Hamam sonrası pişmanlıklarımdan zaten haberdarsınız.

Biraz daha elit ve güncel bir örneklemle dikkatinizi birbirinden ilginç hamam hikayelerimden almam gerekirse eğer, mesela yeni bir ayakkabı alışveriş gibi.

Gerizekalının teki bardağımı kullanmış canım ya dedim mümkün olan en samimi şekilde.

Sanki bardağımı kullananın kendisi olduğunu bilmiyor da onu kendime çok yakın görmüş ve ona bir sırrımı açıveriyormuş gibi yaparak, mümkün olan en uygun dozdaki samimiyet belirtisiyle.

Sevgileri yarına bırakıp bugün yeni bir şeylere daha tahammül etmek zorundaymıştık. Adeta ortak bir dedikodu malzemesini kimseye pay etmeye gerek duymadan bölüştüğümüz bir piyango gibi sahiplenmiş ve aynı ortamda bulunmak zorunda kaldığımız ve iğne ucu kadar hazzetmediğimiz bireylere yönelik yeni bir eğlence mekanizması olmuştu arkalarından konuşmak.

Tek farkı, onunla onun dedikodusunu yapıyordum ve bu, teknik olarak dedikodu sayılmazdı. Birinin suratına söylemek istediğim şeyleri evrenin belirsiz bir noktasındaki bir nirengiden sektirip tam da bir kaç santimetre uzağımdaki birine söyleyiveriyordum.

Biliyordum ki, her ne kadar yüzüme söyleyemeyen de kıçımla muhatap olur diye ortalıkta patlak ayakkabılarımdan yansıyan görüntümle gurur duysam da, sırtımı döndüğümde aynı muhabbetler benim için de çevriliyordu.

Bundan rahatsız mıydım, hem evet, hem hayır.

Bu hayata bir kez geliyorum zaten diye devam ettim şimdiye kadar reenkarnasyon ve türevleri hakkında saçmaladığım onlarca şeyi bir anlığına yok saymaya karar vererek. Samsung Watch 5 Pro'mu alırken de benzer bir hikayeyle kandırmıştım kendimi. Hikayenin en ilginç yanı, kum beji değil de siyah renkli kordonla satılan bir ürün bulmuş ve üstüne bir ara bin lira daha veririm diye plan yapmıştım.

Yükte ağır pahada hafif şeylerle uğraşmaktansa artık bir kere alıyorum ve uzun süre kullanıyorum dedim içten bir yükselmiştir hâliyle.
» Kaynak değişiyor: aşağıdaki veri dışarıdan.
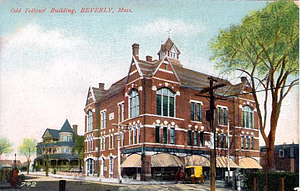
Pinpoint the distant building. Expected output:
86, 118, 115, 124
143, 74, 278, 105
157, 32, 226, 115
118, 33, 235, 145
0, 160, 22, 168
84, 38, 261, 180
260, 143, 299, 172
35, 120, 79, 171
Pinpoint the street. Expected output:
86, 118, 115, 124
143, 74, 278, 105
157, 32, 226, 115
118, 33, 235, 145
0, 175, 232, 191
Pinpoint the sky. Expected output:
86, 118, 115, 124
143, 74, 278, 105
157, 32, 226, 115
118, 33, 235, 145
0, 0, 299, 161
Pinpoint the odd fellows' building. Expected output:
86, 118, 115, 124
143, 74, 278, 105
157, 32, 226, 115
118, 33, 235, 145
84, 38, 261, 180
34, 120, 80, 172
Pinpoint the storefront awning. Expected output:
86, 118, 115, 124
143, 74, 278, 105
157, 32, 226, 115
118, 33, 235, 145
121, 154, 142, 168
151, 153, 183, 167
216, 156, 239, 168
240, 157, 262, 169
185, 155, 210, 167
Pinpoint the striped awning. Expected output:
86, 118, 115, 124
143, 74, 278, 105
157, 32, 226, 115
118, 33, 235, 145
151, 153, 183, 167
185, 155, 210, 167
121, 154, 142, 168
216, 156, 239, 168
240, 157, 262, 169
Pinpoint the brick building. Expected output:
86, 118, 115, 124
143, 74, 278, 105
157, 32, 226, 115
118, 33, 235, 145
260, 143, 299, 173
34, 119, 80, 172
84, 38, 261, 180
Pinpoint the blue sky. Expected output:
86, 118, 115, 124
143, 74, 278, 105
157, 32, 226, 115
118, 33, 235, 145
0, 0, 299, 158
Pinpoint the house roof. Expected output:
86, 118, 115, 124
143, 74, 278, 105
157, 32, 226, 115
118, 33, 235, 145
158, 38, 181, 54
59, 119, 73, 133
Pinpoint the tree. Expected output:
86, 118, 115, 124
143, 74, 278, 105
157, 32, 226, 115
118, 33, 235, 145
18, 138, 36, 174
210, 1, 299, 171
72, 136, 84, 171
0, 137, 13, 156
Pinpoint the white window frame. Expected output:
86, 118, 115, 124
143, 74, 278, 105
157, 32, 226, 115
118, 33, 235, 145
242, 105, 254, 129
100, 109, 107, 129
86, 110, 93, 132
128, 89, 140, 118
279, 149, 284, 158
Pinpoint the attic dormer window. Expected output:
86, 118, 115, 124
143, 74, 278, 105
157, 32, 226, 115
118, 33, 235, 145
164, 64, 169, 70
170, 52, 176, 58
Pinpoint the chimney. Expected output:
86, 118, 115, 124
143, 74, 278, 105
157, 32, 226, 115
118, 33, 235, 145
241, 76, 247, 83
72, 125, 78, 136
132, 43, 140, 60
99, 83, 104, 90
146, 56, 152, 62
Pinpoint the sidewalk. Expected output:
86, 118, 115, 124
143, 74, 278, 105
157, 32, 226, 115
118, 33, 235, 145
25, 172, 230, 191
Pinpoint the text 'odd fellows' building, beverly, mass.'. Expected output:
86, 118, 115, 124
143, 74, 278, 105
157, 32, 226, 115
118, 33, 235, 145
84, 38, 261, 180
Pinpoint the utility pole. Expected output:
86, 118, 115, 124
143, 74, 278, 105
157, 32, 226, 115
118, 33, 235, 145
196, 77, 225, 191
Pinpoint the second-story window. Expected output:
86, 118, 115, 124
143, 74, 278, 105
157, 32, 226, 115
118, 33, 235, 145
241, 136, 245, 149
155, 126, 160, 143
118, 102, 125, 123
242, 106, 254, 129
188, 130, 192, 145
200, 131, 204, 147
156, 88, 175, 117
218, 107, 227, 125
129, 89, 140, 118
194, 131, 198, 146
100, 110, 106, 129
163, 127, 168, 144
87, 110, 93, 132
191, 101, 202, 121
170, 128, 175, 144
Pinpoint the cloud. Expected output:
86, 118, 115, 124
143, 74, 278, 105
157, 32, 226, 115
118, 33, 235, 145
7, 24, 82, 49
133, 18, 206, 36
0, 24, 127, 152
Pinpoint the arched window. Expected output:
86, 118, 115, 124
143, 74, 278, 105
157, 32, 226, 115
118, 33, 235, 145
242, 106, 254, 129
109, 156, 114, 178
129, 89, 140, 118
87, 110, 93, 132
86, 159, 95, 175
156, 88, 175, 117
100, 157, 105, 176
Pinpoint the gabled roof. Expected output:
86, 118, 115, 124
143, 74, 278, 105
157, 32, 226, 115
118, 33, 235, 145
42, 128, 59, 139
157, 38, 181, 54
85, 86, 106, 105
59, 119, 73, 133
97, 77, 127, 101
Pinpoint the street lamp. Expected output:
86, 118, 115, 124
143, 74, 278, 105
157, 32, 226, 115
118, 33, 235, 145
112, 124, 127, 183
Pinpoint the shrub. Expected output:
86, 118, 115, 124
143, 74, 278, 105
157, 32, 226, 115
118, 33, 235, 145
245, 172, 299, 190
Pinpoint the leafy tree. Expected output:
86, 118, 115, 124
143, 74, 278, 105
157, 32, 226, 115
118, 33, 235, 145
211, 1, 299, 171
0, 137, 13, 156
18, 138, 36, 174
72, 136, 84, 171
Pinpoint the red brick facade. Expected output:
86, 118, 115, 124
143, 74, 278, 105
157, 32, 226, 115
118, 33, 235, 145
84, 39, 259, 180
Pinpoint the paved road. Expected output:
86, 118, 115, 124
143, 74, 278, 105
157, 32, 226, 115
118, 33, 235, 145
0, 175, 232, 191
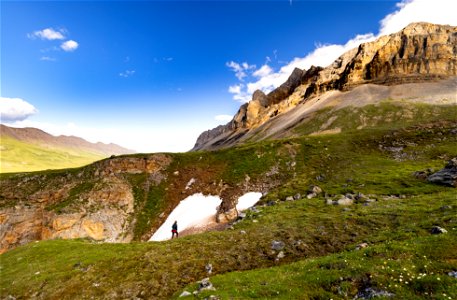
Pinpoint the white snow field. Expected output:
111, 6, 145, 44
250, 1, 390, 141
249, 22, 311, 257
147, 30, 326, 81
236, 192, 262, 211
149, 192, 262, 241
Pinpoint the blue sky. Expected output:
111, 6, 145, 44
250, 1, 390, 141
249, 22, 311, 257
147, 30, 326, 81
0, 0, 455, 152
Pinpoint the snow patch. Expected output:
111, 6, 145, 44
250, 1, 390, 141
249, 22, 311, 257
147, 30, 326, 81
149, 192, 262, 241
236, 192, 262, 211
149, 195, 222, 241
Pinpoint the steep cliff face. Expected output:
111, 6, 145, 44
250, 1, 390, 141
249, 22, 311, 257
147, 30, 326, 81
0, 154, 172, 253
194, 23, 457, 150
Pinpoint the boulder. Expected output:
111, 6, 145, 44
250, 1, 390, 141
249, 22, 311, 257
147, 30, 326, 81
430, 226, 447, 234
336, 196, 354, 205
271, 241, 285, 251
179, 291, 192, 298
308, 185, 322, 195
427, 157, 457, 187
198, 278, 216, 292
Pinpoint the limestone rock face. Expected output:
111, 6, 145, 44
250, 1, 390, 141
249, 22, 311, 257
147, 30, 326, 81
0, 154, 171, 253
194, 23, 457, 150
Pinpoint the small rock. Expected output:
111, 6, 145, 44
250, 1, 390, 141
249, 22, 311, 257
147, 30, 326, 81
316, 174, 325, 182
440, 205, 452, 210
271, 241, 285, 251
355, 243, 368, 250
308, 185, 322, 195
179, 291, 192, 298
198, 278, 216, 292
430, 226, 447, 234
354, 287, 395, 299
427, 157, 457, 187
205, 264, 213, 274
249, 206, 260, 213
354, 193, 368, 201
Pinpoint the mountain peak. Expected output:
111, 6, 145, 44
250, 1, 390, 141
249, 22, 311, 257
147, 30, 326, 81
194, 22, 457, 150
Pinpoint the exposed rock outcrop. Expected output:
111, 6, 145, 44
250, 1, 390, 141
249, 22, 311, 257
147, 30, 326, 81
193, 23, 457, 150
427, 157, 457, 187
0, 154, 172, 253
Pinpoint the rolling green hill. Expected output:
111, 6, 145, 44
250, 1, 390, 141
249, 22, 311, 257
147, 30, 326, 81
0, 124, 134, 173
0, 137, 106, 173
0, 23, 457, 300
0, 116, 457, 299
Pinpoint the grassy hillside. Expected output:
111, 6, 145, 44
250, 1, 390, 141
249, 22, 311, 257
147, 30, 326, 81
0, 137, 104, 173
0, 111, 457, 299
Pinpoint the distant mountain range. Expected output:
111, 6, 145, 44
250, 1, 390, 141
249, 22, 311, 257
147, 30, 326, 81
0, 124, 135, 173
193, 23, 457, 150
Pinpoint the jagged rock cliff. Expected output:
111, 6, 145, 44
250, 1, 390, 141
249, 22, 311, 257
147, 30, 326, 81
0, 154, 171, 253
193, 23, 457, 150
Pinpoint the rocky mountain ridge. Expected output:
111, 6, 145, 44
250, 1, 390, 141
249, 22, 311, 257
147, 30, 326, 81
193, 23, 457, 150
0, 124, 135, 155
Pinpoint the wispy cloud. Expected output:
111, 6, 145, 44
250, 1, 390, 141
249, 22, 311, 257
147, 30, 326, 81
0, 97, 38, 122
40, 56, 56, 61
226, 0, 457, 102
60, 40, 79, 52
119, 70, 135, 78
27, 28, 65, 41
226, 61, 256, 81
214, 115, 233, 122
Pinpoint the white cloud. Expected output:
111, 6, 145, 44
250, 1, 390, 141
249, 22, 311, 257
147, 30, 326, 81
0, 97, 38, 123
229, 84, 244, 94
7, 119, 207, 153
214, 115, 233, 122
119, 70, 135, 78
40, 56, 56, 61
60, 40, 79, 52
227, 0, 457, 102
226, 61, 255, 81
379, 0, 457, 35
27, 28, 65, 41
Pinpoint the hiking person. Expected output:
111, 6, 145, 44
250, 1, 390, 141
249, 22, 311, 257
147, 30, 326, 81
171, 221, 178, 238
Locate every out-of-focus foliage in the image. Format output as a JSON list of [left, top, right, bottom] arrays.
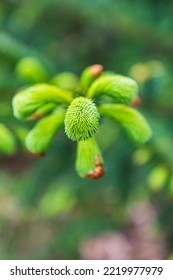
[[0, 0, 173, 259]]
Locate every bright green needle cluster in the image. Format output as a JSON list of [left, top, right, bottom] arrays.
[[13, 59, 152, 179], [65, 97, 100, 141]]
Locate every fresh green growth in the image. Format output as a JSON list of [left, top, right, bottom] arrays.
[[0, 123, 16, 155], [16, 57, 48, 83], [99, 104, 152, 145], [88, 75, 138, 104], [13, 63, 152, 179], [65, 97, 100, 141], [76, 137, 103, 177]]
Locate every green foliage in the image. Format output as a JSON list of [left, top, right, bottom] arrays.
[[99, 104, 152, 145], [26, 110, 65, 156], [13, 64, 151, 179], [13, 84, 72, 119], [16, 57, 48, 83], [88, 75, 138, 103], [65, 97, 100, 141], [0, 124, 16, 155], [76, 138, 103, 178], [0, 0, 173, 259]]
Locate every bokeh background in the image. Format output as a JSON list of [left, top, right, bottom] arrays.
[[0, 0, 173, 259]]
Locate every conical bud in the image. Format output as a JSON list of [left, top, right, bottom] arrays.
[[65, 97, 100, 141]]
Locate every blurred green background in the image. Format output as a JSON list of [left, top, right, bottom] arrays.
[[0, 0, 173, 259]]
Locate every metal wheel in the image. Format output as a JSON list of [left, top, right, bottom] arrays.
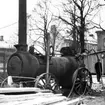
[[35, 73, 60, 93], [72, 68, 92, 95]]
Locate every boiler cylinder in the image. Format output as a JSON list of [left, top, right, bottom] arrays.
[[7, 52, 39, 80]]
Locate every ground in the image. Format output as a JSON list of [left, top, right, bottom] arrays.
[[69, 76, 105, 105]]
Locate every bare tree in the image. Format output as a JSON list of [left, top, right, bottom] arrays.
[[59, 0, 101, 52]]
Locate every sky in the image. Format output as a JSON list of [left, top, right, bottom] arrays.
[[0, 0, 104, 47], [0, 0, 60, 47]]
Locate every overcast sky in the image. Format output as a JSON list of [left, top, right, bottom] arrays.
[[0, 0, 105, 47]]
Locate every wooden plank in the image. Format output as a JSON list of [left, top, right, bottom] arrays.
[[0, 93, 66, 105], [0, 87, 51, 94], [0, 93, 85, 105]]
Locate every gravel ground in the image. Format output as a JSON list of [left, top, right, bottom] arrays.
[[70, 76, 105, 105]]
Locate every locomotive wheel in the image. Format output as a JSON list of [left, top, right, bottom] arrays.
[[72, 68, 92, 95], [35, 73, 61, 93]]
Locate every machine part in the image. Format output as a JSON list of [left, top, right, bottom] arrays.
[[35, 73, 61, 93], [72, 67, 92, 95], [7, 51, 39, 79]]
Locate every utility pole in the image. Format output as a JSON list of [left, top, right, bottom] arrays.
[[15, 0, 27, 51]]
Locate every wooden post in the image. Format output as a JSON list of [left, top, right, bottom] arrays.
[[18, 0, 27, 44], [15, 0, 27, 51], [46, 33, 50, 73]]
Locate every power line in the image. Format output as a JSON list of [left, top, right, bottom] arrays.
[[0, 22, 17, 30]]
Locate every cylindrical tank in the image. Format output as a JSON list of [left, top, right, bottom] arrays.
[[7, 51, 39, 77], [7, 52, 78, 89], [36, 56, 78, 88]]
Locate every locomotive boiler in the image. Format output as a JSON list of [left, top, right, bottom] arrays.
[[7, 46, 92, 94]]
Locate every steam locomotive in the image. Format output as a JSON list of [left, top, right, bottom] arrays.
[[7, 48, 92, 95]]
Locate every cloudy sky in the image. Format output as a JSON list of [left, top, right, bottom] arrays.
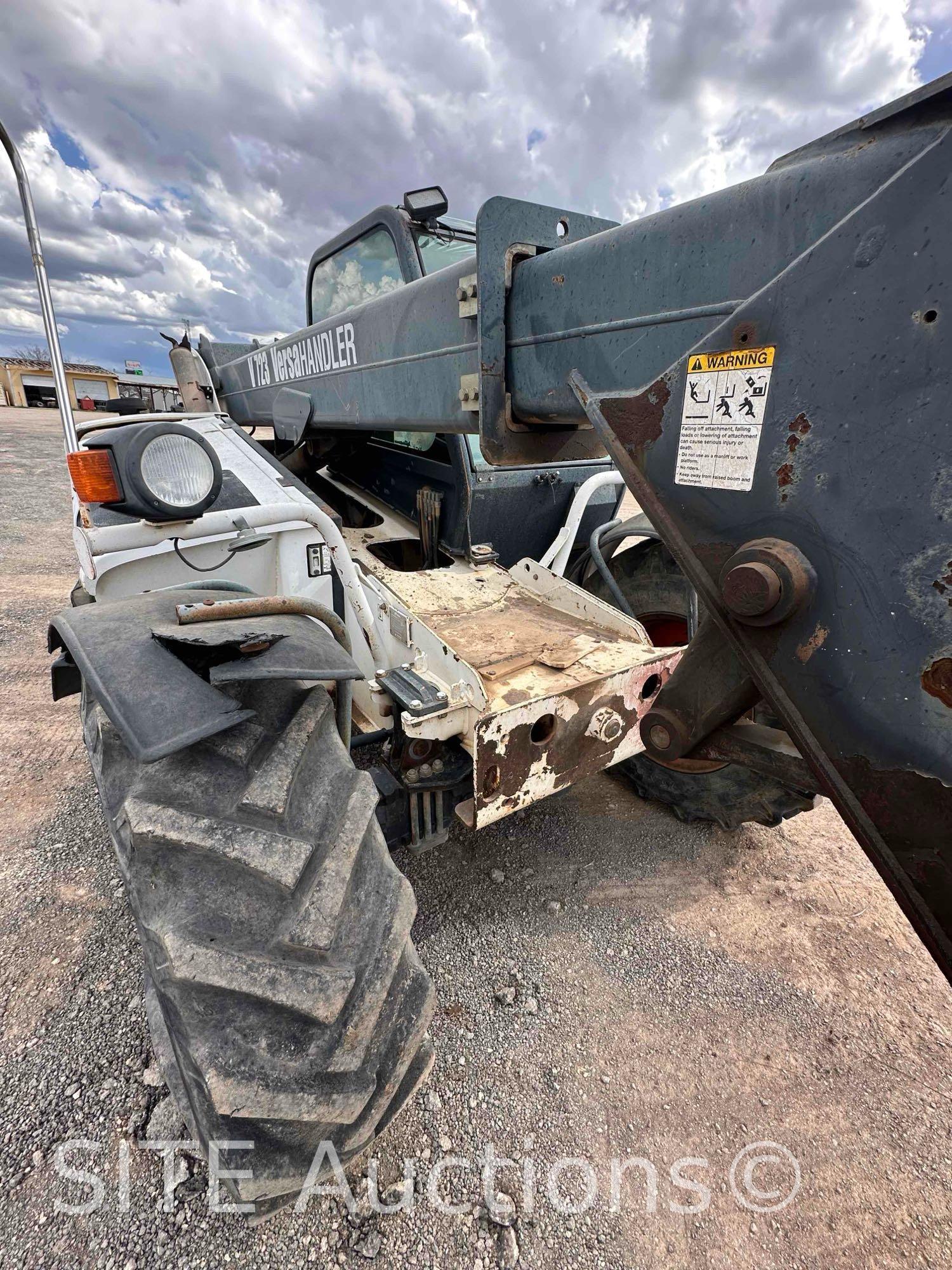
[[0, 0, 952, 375]]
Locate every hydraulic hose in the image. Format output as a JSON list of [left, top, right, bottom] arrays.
[[589, 521, 635, 617]]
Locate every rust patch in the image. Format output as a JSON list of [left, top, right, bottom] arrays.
[[932, 560, 952, 606], [922, 657, 952, 707], [600, 376, 671, 452], [777, 411, 812, 503], [797, 622, 830, 665], [503, 688, 529, 706]]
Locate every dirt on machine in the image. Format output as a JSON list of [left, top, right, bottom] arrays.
[[0, 69, 952, 1219]]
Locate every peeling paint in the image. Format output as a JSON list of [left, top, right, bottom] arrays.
[[922, 657, 952, 707], [797, 622, 830, 665]]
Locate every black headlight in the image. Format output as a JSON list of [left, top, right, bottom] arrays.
[[86, 423, 222, 521]]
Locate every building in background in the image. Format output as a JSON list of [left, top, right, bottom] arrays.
[[118, 362, 184, 413], [0, 356, 119, 410]]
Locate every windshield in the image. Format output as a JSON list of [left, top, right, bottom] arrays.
[[416, 216, 476, 273]]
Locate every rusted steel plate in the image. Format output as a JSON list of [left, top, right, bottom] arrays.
[[475, 648, 680, 828]]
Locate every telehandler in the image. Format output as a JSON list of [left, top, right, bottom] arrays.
[[3, 76, 952, 1217]]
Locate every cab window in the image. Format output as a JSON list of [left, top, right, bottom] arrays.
[[415, 216, 476, 273], [311, 229, 404, 323]]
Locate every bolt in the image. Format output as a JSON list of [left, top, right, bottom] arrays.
[[721, 560, 781, 617]]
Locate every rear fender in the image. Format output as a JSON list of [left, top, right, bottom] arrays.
[[47, 588, 362, 763]]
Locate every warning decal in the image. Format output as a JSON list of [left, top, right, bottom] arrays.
[[674, 347, 776, 490]]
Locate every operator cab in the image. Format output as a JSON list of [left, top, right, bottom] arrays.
[[307, 185, 476, 326], [302, 185, 617, 566]]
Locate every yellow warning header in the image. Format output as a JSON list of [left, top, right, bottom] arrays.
[[688, 344, 777, 375]]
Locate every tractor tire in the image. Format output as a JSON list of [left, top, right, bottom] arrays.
[[585, 540, 815, 829], [83, 681, 433, 1219]]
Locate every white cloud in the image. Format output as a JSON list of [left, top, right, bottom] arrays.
[[0, 0, 952, 368]]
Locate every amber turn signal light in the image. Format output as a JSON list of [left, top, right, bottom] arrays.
[[66, 450, 122, 503]]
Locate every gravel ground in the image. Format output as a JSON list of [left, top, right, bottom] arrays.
[[0, 410, 952, 1270]]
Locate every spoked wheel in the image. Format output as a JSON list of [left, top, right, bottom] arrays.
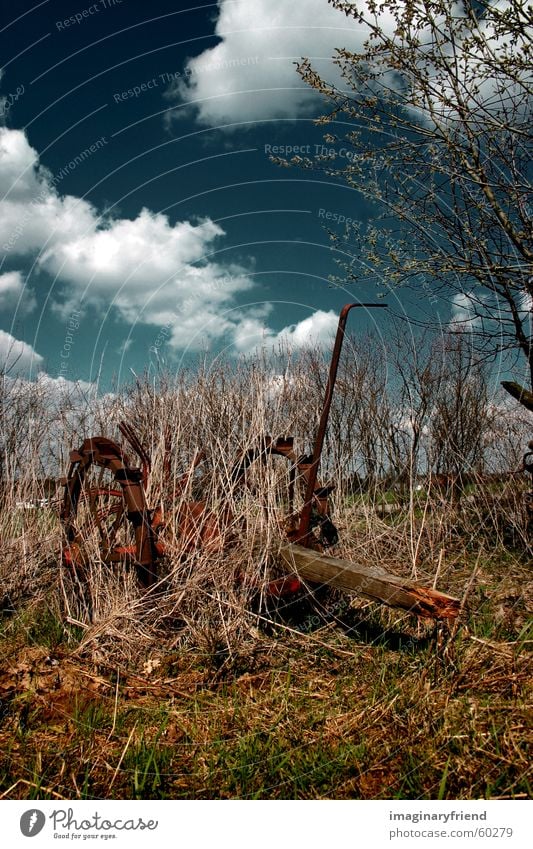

O sırada içimde bir yerlerde akşam yediğim yarım kavanoz jalapeno biberinden geri kalanların savaşı vardı. Yükte hafif dediğim şey bir adet Starbucks porselen fincanı ve Stanley'in su termosuydu aslında.

Bu dediğim ayakkabılarım için geçerli bir çıkarım sayılmazdı gerçi. Ayakkabılara ayırdığım bütçem her geçen gün artıyor.

Ne deseydim acaba ya? Brain storm time.

senin o bakımsız ağzının değdiği bardağı bir daha kullanmaktansa hamam suyu içmeyi tercih ederim ile rastgele bir kamyoncunun ağzıma arttırması bile daha sağlıklı görünüyor arasında gidip geldim.

Aslında söylemek istediğim tek şey, istisnasız şekilde hepsinin birer pislikten ibaret oldukları ve ofisin dışında onlarla görünmektense hamam çıkışı platonik aşk yaşadığım bir adama yakalanmayı tercih edeceğimdi.

Tabii, böyle bir durumdan hepimizi tanrı korusun. Hamam dışında platoniğe basılmaktan bahsediyorum.

Sonuçta kim ister ki yakası pahalı bir kurdele ile boydan boya kaplanmış büyük beden bir Tom Ford takımın içinde hayaller kuruduğu bir adama umumi bir banyodan çıkarken yakalanmayı?

Düşmanımın başına bile istemem.

Ya da bir daha düşündüm de, sanırım isterim.

Ya belki şeyi düşünmeliyim, o saatte onun orada ne işi varmış?

Yazmam gereken bir kitap, üzerinde çalışmam gereken bir kaç marka ve bunların modellemeleri dururken yine geldim size laf anlatıyorum.

Bu da aslında size gösterdiğim değerin bir dışa vurumu. Yalaka, mendebur bir muhasebe personelinin üst yönetime yaranmak için attığı kırk iki buçuk taklayla ilgisi yok ama.

Buçukuncu taklada da boynu kırılıyor zaten mendeburun. Hikaye de böyle bitiyor.